I’ve loved many birds in my life.” That’s how artist Maude White begins her new book, Brave Birds: Inspiration On The Wing (Abrams Image), and I can certainly feel the depth of White’s affection as I take in the incredible detail of the 65 cut-paper birds featured in it. The project began, inadvertently, as therapy. While recovering from an anxiety attack, White began cutting out the shape of a heron. She found that the intense focus of the work gave her strength and eased her mind. As she cut out other birds—a single one can take up to two weeks’ effort—White asked herself, “What can this bird teach me?” The resulting book is half ornithological guide, half self-help book. “You can open to any page and get a different message,” White tells me. “I wanted to create something to make people feel safe” and help them recognize the bravery in “small, everyday acts.”
Born in Buffalo, White grew up in New York’s Hudson Valley (where she now resides), and has fond memories of her older brother dragging her to concerts at Saratoga Performing Arts Center in the late ’90s and early aughts. “We saw Ben Folds, I think, and Goo Goo Dolls and…maybe Dave Matthews?” she says. While she’s been honing her writing skills since childhood, she’s relatively new to the cut-paper craft: She only started back in 2012. (Things have obviously snowballed from there.) And while White numbers legendary book illustrators Arthur Rackham and Maxfield Parrish among her top influences, she tells me that she’s drawn the greatest inspiration from the paper itself. She must often “let the paper lead” her, a challenge that requires both patience and forgiveness. Endurance is also key. “If I’m on a roll, I might put in seven or eight hours at a stretch,” she says.
The post-millennial resurgence of DIY artisanship—hand-making everything from furniture to glassware to jam—is one that White finds incredibly human. “Craft is a way to connect with the physical world,” she says. “Making things with your hands brings the highest form of contentment one can feel.

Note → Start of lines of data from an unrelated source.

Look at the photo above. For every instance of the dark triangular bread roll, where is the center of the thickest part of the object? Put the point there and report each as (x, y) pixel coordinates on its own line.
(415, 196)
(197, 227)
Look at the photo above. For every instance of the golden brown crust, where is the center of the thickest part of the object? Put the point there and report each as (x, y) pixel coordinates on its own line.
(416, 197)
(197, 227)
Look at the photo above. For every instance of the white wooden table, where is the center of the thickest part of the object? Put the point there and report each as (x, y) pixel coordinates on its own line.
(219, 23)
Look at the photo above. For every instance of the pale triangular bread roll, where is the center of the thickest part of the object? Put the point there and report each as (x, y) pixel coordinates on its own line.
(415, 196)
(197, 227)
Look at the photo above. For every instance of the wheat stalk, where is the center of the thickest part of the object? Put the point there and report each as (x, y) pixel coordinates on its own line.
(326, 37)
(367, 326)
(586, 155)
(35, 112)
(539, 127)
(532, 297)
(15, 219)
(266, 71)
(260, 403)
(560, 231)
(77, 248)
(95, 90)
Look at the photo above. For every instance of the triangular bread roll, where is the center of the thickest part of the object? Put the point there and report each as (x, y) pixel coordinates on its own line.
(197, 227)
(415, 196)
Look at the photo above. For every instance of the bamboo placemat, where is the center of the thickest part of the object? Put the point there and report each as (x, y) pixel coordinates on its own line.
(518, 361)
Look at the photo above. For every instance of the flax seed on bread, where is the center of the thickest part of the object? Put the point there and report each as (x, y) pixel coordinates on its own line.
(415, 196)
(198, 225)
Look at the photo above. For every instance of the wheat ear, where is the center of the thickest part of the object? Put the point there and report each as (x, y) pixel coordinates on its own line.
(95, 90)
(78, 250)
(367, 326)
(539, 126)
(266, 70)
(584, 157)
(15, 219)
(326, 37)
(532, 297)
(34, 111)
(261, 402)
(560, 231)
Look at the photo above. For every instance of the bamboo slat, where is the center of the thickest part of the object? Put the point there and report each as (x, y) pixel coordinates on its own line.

You have to be fully present, which is increasingly rare in a world where we rely on screens to communicate.” The digital era has also made art even more of a spectator sport, something to be observed on a smartphone, but never touched. And that’s why White wants people to actually get their hands on her work. “I like people taking the work with them,” she says. To that end, Abrams is also releasing a line of Brave Birds notecards, notebooks and journals.
At the end of the day, White’s love for birds is outstripped by the love she has for her medium, whether she’s wielding a knife or a pen. “There are very few things in the world as reliable and constant as paper,” she says. “Paper’s everywhere, and it’s been telling stories for centuries.”